Art(s) souterrain(s) en vidéo et critique de Damien Fière
Réalisation de Lou-Andréa, avec Sylvain Boucher (Le Vadrouilleur urbain), Damien Fière (regardemontreal), Philippe Lecland et Laurent Salez (coordination artistique et technique).
Pour le reste, nos réserves critiques, sans tourner autour autour du pot, les voici : 1/ L’étendue des souterrains. Vouloir occuper toute la ville souterraine ça peut sembler bien sur le papier, bon pour telle ou telle raison de haute politique ou d’amour-propre. Mais voilà, le centre-ville de Montréal, c’est quand même grand, surtout l’hiver. Et cet étalement considérable conduit à une indéniable dispersion d’énergie (celle des artistes comme celle des participants). “Clairsemer”, c’est semer à tout vent. Dommage.
2/ Le choix des emplacements. Si certains “souterrains” offrent un bon cadre d’installation, d’autres sont une véritable gageure. Des exemples? François Quevillon perdu au milieu de l’immense gare centrale; l’oeuvre Pierre Blache rangée dans un passage derrière une porte du métro – au lieu d’être suspendue au-dessus de l’escalator en descente, comme prévu initialement; la merveilleuse installation “Lazy Boy” de Pierre et Marie, reléguée dans un coin du complexe Desjardins. La liste est trop longue.

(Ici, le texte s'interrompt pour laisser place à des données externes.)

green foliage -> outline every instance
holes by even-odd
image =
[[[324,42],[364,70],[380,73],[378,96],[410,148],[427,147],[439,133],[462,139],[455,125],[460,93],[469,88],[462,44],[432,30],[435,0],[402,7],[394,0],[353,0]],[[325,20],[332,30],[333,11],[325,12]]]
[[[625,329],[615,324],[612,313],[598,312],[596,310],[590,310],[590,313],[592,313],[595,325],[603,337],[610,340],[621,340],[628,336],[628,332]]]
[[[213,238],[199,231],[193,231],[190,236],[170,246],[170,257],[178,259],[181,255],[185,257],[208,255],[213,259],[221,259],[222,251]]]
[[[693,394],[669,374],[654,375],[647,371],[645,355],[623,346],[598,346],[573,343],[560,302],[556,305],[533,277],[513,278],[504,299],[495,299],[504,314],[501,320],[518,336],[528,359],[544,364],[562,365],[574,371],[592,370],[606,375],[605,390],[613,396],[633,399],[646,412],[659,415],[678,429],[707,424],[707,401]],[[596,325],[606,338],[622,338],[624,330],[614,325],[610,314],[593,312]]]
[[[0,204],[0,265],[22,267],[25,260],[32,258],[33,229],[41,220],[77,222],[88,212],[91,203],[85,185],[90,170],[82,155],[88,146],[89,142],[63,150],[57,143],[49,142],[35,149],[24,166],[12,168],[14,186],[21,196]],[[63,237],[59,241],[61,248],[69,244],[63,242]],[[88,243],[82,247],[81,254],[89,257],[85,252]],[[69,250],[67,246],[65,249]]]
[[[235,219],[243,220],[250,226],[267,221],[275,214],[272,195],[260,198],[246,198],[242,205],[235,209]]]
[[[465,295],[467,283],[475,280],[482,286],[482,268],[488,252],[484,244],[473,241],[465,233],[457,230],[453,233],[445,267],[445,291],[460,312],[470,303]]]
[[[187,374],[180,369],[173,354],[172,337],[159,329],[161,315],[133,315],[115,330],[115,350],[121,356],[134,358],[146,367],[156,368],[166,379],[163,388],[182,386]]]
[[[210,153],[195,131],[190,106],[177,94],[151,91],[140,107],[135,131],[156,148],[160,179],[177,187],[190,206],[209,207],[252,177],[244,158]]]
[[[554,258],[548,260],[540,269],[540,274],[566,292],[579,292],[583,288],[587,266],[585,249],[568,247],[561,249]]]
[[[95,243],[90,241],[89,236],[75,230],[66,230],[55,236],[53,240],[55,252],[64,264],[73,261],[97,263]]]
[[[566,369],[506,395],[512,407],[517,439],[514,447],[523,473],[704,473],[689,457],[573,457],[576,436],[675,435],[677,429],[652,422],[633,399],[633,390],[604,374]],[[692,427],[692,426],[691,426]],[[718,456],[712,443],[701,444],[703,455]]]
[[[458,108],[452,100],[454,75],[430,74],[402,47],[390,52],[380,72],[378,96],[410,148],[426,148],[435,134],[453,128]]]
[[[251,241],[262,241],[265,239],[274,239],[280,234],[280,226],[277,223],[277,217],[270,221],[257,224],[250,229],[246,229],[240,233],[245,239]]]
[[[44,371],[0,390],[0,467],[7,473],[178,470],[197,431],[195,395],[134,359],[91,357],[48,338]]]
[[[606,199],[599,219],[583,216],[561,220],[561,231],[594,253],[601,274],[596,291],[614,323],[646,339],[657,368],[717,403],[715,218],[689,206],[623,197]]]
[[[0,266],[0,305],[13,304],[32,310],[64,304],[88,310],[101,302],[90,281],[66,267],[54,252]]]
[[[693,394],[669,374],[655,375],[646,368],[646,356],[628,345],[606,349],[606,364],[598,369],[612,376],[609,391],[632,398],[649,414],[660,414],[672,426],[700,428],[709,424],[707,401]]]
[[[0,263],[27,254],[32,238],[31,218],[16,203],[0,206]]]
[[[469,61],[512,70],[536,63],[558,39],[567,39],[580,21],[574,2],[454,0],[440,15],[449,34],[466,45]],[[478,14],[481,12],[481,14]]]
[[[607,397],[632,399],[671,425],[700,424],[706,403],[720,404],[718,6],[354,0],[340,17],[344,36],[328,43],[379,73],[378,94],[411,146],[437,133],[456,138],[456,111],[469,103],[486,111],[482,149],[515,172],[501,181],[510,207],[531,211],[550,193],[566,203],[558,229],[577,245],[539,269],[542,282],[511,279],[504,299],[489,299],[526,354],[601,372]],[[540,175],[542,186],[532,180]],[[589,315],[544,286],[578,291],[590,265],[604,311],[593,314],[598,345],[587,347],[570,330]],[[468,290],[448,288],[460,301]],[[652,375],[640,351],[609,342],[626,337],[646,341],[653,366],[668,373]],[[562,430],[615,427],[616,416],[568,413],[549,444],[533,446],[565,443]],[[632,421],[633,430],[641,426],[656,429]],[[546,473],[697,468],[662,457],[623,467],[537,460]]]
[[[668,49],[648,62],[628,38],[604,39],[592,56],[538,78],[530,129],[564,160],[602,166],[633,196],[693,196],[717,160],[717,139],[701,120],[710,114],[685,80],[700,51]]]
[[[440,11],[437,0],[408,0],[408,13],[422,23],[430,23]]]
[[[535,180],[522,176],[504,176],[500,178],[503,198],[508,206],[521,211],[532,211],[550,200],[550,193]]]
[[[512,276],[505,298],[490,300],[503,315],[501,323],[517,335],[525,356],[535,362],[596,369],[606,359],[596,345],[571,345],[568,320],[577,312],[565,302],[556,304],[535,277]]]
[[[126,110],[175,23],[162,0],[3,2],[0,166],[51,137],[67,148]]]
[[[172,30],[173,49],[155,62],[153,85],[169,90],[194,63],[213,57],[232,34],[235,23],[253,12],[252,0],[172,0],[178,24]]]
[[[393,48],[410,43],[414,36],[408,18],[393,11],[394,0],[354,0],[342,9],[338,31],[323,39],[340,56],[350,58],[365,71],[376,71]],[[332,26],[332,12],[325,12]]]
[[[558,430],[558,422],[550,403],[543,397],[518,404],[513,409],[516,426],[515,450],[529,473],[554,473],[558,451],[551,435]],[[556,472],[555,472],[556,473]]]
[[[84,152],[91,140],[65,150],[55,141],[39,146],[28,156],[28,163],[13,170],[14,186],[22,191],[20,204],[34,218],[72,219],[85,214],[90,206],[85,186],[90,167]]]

3/ Au-delà de 1/ et 2/, une certaine impression d’improvisation et de précipitation, tant dans le bouclage de la programmation avec Calgary et Paris, que dans la mise en oeuvre du tout, malgré l’immense passion déployée par une armée, quasi mexicaine, de bénévoles et médiateur(trice)s à qui il faut rendre hommage. Et malgré une application de podcast, alias ballado-diffusion, réussie dans l’ensemble. Ces approximations sont bien compréhensibles pour la première édition d’un évènement, voir pour la deuxième. À la quatrième, on devient perplexe. Joyeux, toujours (vive l’art et sa diffusion au plus grand nombre) mais perplexe. Comme disent les adeptes SM : qui aime bien châtie bien!






































Bonjour
Je suis tout à fait d’accord avec vos commentaires. Arts Souterrains est une magnifique opportunité de présenter l’art actuel à un nouveau public, surtout le soir de la Nuit Blanche. Mais… ça ressemble plus à un ego trip d’organisateur de faire parcourir 7 km de corridors aux visiteurs qu’à un besoin réel. Il me semble aussi y avoir une certaine exploitation du besoin de visibilité des artistes pour y parvenir. Si certain lieux se prêtes bien à la présentation des oeuvre, d’autres ressemble presque à une punition imposée
à certains participants.
J’ai visité l’édition 2010 un avant-midi de semaine. Pas évident que les passants à la Place Bonaventure ou au Centre de Commerce Mondial y aient été conscients de fréquenter une manifestation artistique. Si Arts Souterrains se recentrait sur 3 ou quatre lieux en un circuit continu accessible rapidement au départ de la Place des Festival et surtout en soignant le choix des sites offerts aux artistes, il me semble que la qualité de l’expérience serait meilleure pour tous. Ce regroupement faciliterait aussi l’animation des lieux après la Nuit Blanche.
J’y retournerai tout de même l’année prochaine.